Затем наступала пауза, народ уходил, а он наклонял ко мне свой патрицианский профиль и шептал: «Слушай, Джерри, ты приходи к обеду. Нормально…» За это я буду вечно ему благодарен и буду вечно любить его, как старшего брата, которого мне не подарили родители.
Итак, каждый день после детскою сада моя дочка приходит в мою квартиру. Сначала мы во что-нибудь поиграем, а потом она обязательно резко захочет посмотреть кино. И не какое-нибудь. То единственное, которое она любит смотреть со мной. У нас есть диснеевские фильмы. У нас есть «Спасатели спешат на помощь». «Красавица и чудовище». У нас полно доктора Сюсса[46].
«Нор On Pop». «Гринч, похититель Рождества». Все вещи, которые она любила. Пока в один прекрасный день я не сводил ее в «Краун Букс», где, насколько я знал, продавали кое-какие детские киношки. И она сразу выбрала ту, что до сих пор смотрит. Она называется «Большой Птиц идет в больницу».

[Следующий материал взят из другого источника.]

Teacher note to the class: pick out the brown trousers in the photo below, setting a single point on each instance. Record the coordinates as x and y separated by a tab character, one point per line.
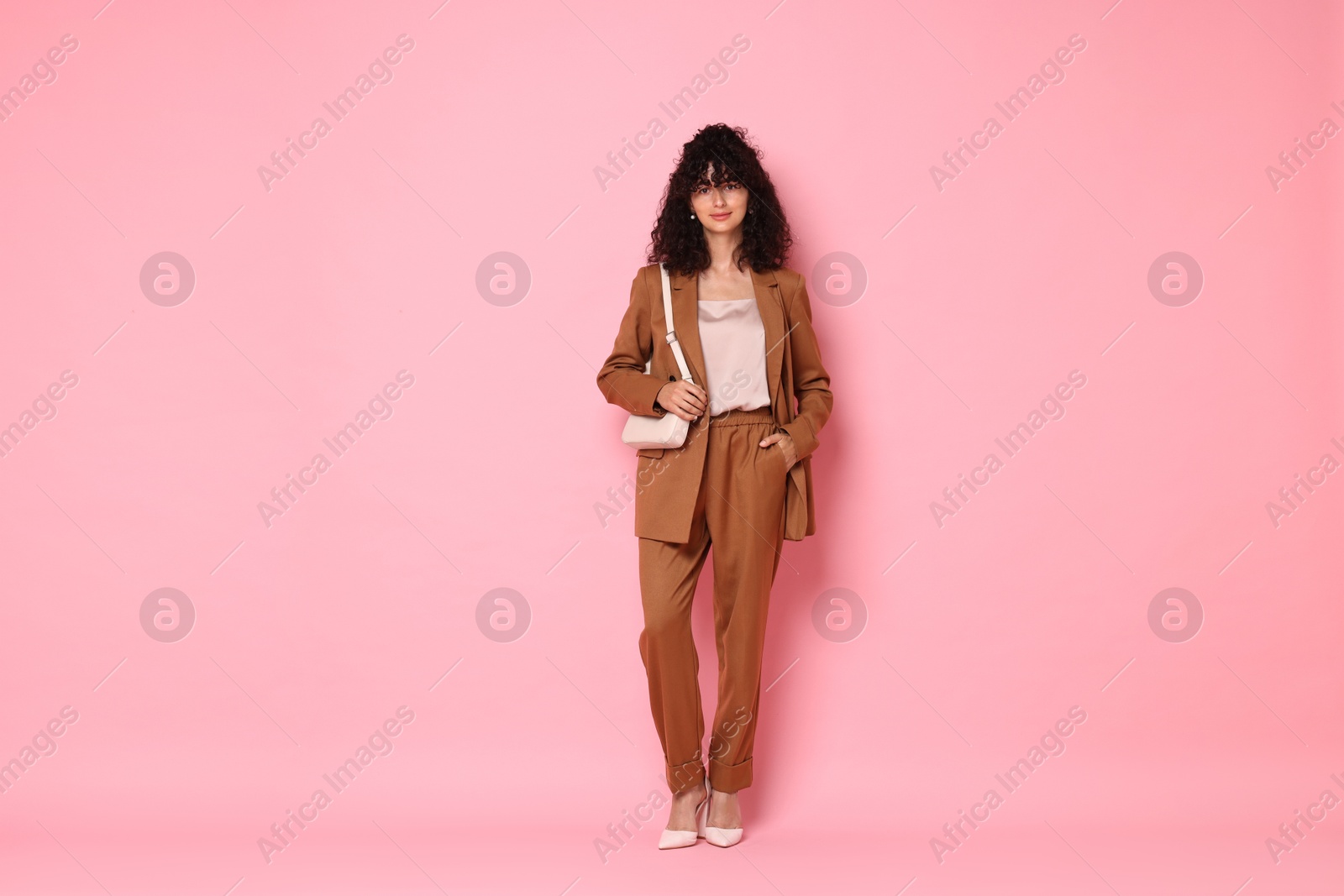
739	511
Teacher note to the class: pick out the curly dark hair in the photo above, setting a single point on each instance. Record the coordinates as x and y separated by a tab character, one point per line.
679	241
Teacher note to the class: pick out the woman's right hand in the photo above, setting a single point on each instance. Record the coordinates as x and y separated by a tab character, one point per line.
685	399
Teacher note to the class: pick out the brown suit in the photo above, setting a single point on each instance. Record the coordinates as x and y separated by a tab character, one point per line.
669	479
721	488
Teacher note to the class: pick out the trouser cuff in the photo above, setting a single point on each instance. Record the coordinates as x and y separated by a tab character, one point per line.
685	777
730	778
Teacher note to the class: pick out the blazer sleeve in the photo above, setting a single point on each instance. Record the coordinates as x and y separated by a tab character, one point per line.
622	379
811	382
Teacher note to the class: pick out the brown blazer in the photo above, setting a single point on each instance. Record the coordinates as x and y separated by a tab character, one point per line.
667	481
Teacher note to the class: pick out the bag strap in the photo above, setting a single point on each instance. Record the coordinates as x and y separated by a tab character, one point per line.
667	318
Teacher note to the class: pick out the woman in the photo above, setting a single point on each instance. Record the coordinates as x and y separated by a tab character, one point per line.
743	481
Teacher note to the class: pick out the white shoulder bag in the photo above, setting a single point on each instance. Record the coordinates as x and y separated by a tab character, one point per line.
669	430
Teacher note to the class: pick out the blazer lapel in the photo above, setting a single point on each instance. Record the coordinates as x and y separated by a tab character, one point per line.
685	322
772	315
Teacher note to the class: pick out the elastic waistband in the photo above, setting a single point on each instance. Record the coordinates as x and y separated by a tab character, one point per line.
743	418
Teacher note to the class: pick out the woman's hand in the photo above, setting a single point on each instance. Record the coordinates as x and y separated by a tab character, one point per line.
790	453
685	399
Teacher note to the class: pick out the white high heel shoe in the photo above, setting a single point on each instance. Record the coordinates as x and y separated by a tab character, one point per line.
719	836
680	839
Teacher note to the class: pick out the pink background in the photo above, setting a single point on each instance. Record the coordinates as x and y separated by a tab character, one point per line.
356	600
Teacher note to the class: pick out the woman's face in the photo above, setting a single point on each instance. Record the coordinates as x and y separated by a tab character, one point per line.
719	208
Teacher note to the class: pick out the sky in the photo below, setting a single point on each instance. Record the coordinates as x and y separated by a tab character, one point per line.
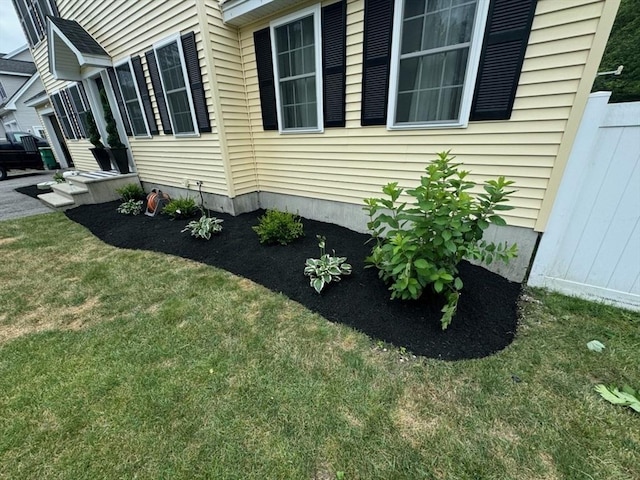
11	35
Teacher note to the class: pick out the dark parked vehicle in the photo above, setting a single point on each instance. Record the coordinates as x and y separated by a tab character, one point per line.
19	151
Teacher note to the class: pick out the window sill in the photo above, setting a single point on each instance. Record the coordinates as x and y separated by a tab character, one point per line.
301	131
427	126
186	135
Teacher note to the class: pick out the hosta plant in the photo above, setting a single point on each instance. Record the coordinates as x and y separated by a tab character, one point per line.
131	191
326	269
419	244
204	227
182	207
131	207
278	227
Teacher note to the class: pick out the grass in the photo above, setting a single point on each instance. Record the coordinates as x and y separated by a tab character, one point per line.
123	364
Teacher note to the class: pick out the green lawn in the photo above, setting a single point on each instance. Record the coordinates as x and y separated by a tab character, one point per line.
122	364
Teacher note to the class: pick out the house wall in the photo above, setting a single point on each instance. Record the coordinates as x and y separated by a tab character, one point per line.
591	248
124	28
228	65
27	117
12	83
361	159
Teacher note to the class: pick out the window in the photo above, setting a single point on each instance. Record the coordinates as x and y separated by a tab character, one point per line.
434	60
63	115
80	108
33	17
170	59
131	99
297	61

Фильм не особо длинный. Примерно на полчаса. Начинается, как Большой Птиц просыпается в своем гнезде и обнаруживает, что у него болит горлышко. Еще он кашляет и весь горит. Милая Мария, по-моему, то ли его хозяйка, то ли мама, осматривает его и объявляет, что он должен сходить в больницу. Большой Птиц пугается. Он никогда раньше не ходил в больницу. Мария настаивает. Одно за другим, и они являются на прием к страшному Роберту Клайну средних лет в роли доктора. Седеющий комик сообщает им, что, среди прочего, ему надо кой-чего проверить. И Большому Птицу меряют температуру. Меряют кровяное давление. Отправляют на рентген и затем, в следующем эпизоде, на котором дочка — по-другому не скажешь — зациклилась, у него должны брать кровь на анализ. Они должны воткнуть ему в крыло шприц.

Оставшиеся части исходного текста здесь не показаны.